I'm probably not the best person to answer these questions, but since
nobody else responded ....
On Fri, Nov 7, 2014 at 4:40 PM, Vidók Tibor <tibor.vi...@gmail.com> wrote:
> I've just installed FreeDOS to learn a DOS kernel architecture and the
> project activities.
> Actually what I cannot see clearly is the followings
> I have the SVN source tree, which is stopping at kernel 2041 and not changed
> any more.
FreeDOS is an extremely small group of people, probably no more than
ten people with SVN commit privileges. It's very low maintenance. At
this point, people just have more important things to do (apparently),
and it's considered "good enough" to not need major changes.

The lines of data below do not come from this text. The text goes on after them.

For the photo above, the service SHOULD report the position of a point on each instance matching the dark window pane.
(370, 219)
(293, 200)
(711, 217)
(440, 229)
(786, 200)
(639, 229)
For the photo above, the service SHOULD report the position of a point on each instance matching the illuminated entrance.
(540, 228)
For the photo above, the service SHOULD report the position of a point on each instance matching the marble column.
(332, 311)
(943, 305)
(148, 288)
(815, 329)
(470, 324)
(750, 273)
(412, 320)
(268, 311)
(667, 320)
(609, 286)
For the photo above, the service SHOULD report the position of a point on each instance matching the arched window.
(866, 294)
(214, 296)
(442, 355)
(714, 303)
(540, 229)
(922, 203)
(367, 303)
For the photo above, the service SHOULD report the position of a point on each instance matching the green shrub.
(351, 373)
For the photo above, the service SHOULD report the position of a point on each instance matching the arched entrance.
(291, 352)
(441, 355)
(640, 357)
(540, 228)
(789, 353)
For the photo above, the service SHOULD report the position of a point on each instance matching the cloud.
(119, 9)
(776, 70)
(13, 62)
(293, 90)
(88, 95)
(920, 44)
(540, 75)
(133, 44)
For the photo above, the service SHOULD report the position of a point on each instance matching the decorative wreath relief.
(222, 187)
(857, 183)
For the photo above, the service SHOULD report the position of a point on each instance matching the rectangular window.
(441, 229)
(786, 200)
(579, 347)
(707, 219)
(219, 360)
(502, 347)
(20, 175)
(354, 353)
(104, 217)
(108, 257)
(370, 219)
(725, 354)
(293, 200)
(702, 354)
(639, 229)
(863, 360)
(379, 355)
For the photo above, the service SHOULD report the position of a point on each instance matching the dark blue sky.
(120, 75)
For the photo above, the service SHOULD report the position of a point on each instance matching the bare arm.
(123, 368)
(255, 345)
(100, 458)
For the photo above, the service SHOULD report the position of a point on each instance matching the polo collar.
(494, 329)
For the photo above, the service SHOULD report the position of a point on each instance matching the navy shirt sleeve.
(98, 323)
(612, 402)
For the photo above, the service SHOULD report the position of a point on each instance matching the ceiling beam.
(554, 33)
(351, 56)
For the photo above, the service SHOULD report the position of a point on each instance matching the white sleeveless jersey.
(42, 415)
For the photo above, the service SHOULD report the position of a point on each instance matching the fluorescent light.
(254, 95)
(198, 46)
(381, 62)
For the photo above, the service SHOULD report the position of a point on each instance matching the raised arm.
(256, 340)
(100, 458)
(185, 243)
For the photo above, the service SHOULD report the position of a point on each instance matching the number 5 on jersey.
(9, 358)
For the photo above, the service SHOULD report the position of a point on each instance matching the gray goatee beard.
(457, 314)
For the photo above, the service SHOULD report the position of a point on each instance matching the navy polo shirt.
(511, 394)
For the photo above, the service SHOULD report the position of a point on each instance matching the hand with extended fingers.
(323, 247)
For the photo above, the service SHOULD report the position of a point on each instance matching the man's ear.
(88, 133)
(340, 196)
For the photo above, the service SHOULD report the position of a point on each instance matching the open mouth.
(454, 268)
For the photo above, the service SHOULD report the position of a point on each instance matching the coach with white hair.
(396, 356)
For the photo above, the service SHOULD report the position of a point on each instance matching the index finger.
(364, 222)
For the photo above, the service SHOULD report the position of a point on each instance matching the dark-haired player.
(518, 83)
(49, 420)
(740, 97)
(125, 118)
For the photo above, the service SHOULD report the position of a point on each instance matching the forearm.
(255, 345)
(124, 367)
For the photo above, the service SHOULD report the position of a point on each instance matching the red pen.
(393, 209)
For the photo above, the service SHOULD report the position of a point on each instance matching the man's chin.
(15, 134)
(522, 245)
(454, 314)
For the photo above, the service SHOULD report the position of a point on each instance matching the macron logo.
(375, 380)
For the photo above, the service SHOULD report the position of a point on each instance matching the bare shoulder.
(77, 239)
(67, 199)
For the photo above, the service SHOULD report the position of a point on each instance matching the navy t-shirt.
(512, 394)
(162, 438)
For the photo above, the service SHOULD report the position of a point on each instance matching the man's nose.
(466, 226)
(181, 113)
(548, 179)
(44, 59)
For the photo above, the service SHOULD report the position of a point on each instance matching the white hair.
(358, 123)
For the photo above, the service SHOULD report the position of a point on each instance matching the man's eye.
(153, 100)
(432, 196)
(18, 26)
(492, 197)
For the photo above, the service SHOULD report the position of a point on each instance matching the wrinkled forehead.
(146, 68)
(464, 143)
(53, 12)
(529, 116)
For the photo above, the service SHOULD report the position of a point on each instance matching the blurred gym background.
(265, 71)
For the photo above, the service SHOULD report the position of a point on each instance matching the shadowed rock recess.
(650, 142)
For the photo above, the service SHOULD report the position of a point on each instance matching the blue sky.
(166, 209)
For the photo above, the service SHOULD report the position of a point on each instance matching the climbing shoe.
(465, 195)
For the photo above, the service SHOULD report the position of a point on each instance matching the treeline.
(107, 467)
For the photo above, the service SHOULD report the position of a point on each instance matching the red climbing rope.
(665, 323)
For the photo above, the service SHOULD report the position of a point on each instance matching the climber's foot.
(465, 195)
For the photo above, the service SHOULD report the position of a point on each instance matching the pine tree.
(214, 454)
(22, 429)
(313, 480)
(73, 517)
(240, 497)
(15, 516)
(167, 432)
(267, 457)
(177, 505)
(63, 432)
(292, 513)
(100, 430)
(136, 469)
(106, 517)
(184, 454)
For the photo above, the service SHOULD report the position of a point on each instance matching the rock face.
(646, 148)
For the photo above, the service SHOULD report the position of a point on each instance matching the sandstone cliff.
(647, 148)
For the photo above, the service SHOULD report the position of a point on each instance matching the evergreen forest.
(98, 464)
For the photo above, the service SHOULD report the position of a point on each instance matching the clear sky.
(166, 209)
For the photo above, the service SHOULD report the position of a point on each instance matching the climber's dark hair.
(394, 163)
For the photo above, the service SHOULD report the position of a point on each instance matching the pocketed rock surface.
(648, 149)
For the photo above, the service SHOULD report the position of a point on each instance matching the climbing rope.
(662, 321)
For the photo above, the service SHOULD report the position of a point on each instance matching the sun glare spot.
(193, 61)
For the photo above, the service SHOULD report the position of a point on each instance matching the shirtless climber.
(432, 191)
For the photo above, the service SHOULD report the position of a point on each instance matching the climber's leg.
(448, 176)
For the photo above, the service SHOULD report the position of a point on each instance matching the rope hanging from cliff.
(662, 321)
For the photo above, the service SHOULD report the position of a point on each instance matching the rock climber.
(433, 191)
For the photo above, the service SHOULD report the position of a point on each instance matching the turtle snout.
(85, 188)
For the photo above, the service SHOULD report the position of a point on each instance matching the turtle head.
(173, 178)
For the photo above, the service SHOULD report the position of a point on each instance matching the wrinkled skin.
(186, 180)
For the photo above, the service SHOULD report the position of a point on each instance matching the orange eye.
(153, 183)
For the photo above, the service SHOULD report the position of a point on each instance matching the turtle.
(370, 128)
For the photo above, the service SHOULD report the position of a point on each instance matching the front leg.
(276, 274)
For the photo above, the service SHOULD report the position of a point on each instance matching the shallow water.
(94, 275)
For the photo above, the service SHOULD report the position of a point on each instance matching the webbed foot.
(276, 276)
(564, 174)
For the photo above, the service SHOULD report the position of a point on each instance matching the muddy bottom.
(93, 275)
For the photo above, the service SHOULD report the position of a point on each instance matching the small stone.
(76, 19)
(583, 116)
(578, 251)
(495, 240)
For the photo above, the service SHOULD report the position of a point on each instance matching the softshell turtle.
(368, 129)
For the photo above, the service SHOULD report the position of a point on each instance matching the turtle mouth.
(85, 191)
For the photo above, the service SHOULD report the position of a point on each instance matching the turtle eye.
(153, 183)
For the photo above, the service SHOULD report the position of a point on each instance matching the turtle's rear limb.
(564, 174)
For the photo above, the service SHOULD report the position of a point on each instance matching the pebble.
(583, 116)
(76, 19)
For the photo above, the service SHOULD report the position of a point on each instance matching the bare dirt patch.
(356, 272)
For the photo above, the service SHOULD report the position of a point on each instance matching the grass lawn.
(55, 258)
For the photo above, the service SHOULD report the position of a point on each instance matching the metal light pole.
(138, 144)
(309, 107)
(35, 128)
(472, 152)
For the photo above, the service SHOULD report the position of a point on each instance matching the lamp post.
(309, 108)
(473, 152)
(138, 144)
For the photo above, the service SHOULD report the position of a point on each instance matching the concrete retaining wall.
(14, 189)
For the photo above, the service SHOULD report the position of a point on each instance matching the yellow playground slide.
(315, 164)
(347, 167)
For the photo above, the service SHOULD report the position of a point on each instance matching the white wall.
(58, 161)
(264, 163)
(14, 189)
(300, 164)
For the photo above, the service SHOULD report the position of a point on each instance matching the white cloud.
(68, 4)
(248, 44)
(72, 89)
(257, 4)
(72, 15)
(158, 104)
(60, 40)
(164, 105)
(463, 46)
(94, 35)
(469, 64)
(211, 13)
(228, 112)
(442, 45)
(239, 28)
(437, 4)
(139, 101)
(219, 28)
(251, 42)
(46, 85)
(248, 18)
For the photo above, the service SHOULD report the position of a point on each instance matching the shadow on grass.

> But the mail below is about kernel 2042 which seems to be an
> unofficial build and fixes a very old CP/M incompatibility bug in its own
> unofficial git repository. Is there any plan to include such fixes in
> official FreeDOS as well? Or is this 2042 also an official release?
No, AFAIK, Jeremy's unofficial Git repo is just for his local
experiments. I don't know what it would take to make a formal kernel
release for 2042. I don't know what testing or cleanups would be
necessary. Unfortunately, as you've seen, most other kernel developers
haven't had much time to work on it lately.
> Also SVN contains "install" for package handling from disksets, while the
> 1.1 installer contains fdupdate (which is obsolate) and fdpkg. The de facto
> official program is fdnpkg now, but, the official 1.1 distribution cannot
> be upgraded with it, since the .lst filenames of installed packages are in a
> pkgx.lst format and incompatible. As a result 1.1 install CD is not
> recommended to use, thus there is no valid official distribution exists.
1.1 is still available for download as official. Forks and separate
distributions are always welcome. But most people aren't interested in
doing all that work.
As nice as it is to have a pre-made distro, it's a lot of work.
Certainly FDNPKG is nice, but if plain vanilla FD 1.1 isn't good
enough for you, you'll just have to make do with manual upgrades (or
use Mateusz's unofficial .iso).
That brings up another point: packages / .ZIPs. If you want to help
make some additional or newer packages, then contact Mateusz and/or
Jim Hall directly.
But once again, motivation is low, and volunteers are few. FreeDOS
doesn't have the luxury of thousands of people helping, sadly. It's
actually quite hard to keep track of all the tiny pieces.
> So how a user can locate or identify what is the official (conforming to
> JHall) freedos distribution?
> Is there any plan to release a FreeDOS-1.1.1 or FreeDOS-1.2 with the updated
> kernel and fixed package installer? Maybe with fdnpkg?
Not unless somebody steps up to do the work. I'm not comfortable with
creating an .iso and fully testing it, so it probably won't be me.
Quite honestly, some things change too fast to constantly update.
I know it's not ideal, but I still think manually updating is your
best bet. (I also think emulators are useful, but that too requires
lots of testing.) Believe it or not, most people who download DOS
should already know what they're doing.
> Thank you for your clarification in advance,
Sorry if that's not what you want to hear.